- Directed by: Thom Andersen
- Written by: Thom Andersen
- Starring: Encke King (narrator)
- Cinematography: Deborah Stratman
- Edited by: Seung-Hyun Yoo
- Release date: 2004;
- Running time: 169 minutes
- Country: United States
- Language: English

= Los Angeles Plays Itself =

Los Angeles Plays Itself is an American essay film by Thom Andersen, finished in 2003, exploring the way Los Angeles has been presented in movies.

== Synopsis ==
In the film, Andersen argues that the influence of Hollywood overshadows Los Angeles, and is one of the reasons the city's name is frequently abbreviated. He makes the case that directors have a distaste for modernist architecture, which is regularly used for villains' homes.

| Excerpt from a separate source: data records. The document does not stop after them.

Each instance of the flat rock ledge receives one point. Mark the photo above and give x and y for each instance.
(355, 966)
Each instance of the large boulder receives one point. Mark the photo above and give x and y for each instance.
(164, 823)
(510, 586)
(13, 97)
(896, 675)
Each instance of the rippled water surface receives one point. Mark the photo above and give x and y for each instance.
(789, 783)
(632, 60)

The documentary also explores the early history of Los Angeles in film, often as a stand in for other cities like Chicago that were bigger in the 1930s, as well as how cinema managed to capture long-gone immigrant enclaves that were razed to make room for downtown skyscrapers in the 1960s and 70s.

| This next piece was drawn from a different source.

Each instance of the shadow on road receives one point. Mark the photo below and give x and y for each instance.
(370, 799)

== Production and release ==
Andersen stated that the film idea occurred to him after a lecture he gave at the California Institute of the Arts, where he talked about his objections to L.A. Confidential, Curtis Hanson's 1997 Academy Award-winning neo-noir adapted from James Ellroy's novel about Los Angeles in the 1950s.

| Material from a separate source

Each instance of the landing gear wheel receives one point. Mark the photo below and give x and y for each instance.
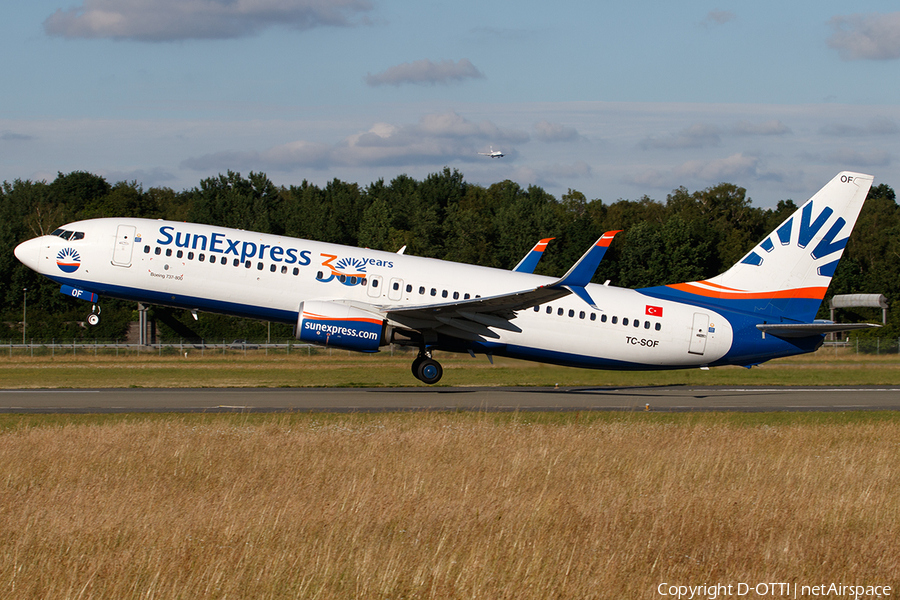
(416, 363)
(429, 371)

Consisting almost entirely of clips from other films with narration, the film was not initially released commercially as it was only seen in screenings presented by Andersen, occasional presentations at American Cinematheque and copies distributed via filesharing and other person-to-person methods. In 2014, it was announced that the film would finally be released officially by Cinema Guild.

== Reception and legacy ==
On Rotten Tomatoes, the film has an approval rating of 96% based on 45 reviews, with an average rating of 8.2/10. The site's critical consensus reads: "A treat for cinephiles, this documentary is a comprehensive, academic, and enlightening film essay concerning Los Angeles and its depiction in the movies." On Metacritic, the film has a weighted average score of 86 out of 100, based on 19 critics, indicating "universal acclaim".

Robert Koehler of Variety wrote: "Los Angeles may be the most photographed city in the world, but it has never have been captured with such complex layers of meaning and fascination as in Thom Andersen's remarkable Los Angeles Plays Itself."
Frank Scheck of The Hollywood Reporter called it: "A terrific cinematic essay that will have a very, very long shelf life."

The film won the National Film Board Award for Best Documentary at the 2003 Vancouver International Film Festival, and was voted best documentary of 2004 by the Village Voice Critic's Poll.

Andersen's film has inspired a number of video essays that examine how places are represented in movies, including Vancouver Never Plays Itself, which appeared in Tony Zhou's pioneering Every Frame a Painting series, and Kansas Never Plays Itself, by travel author Rolf Potts, who uses The Wizard of Oz as a starting point to explore how his home state has been imagined, mythologized and distorted in cinema.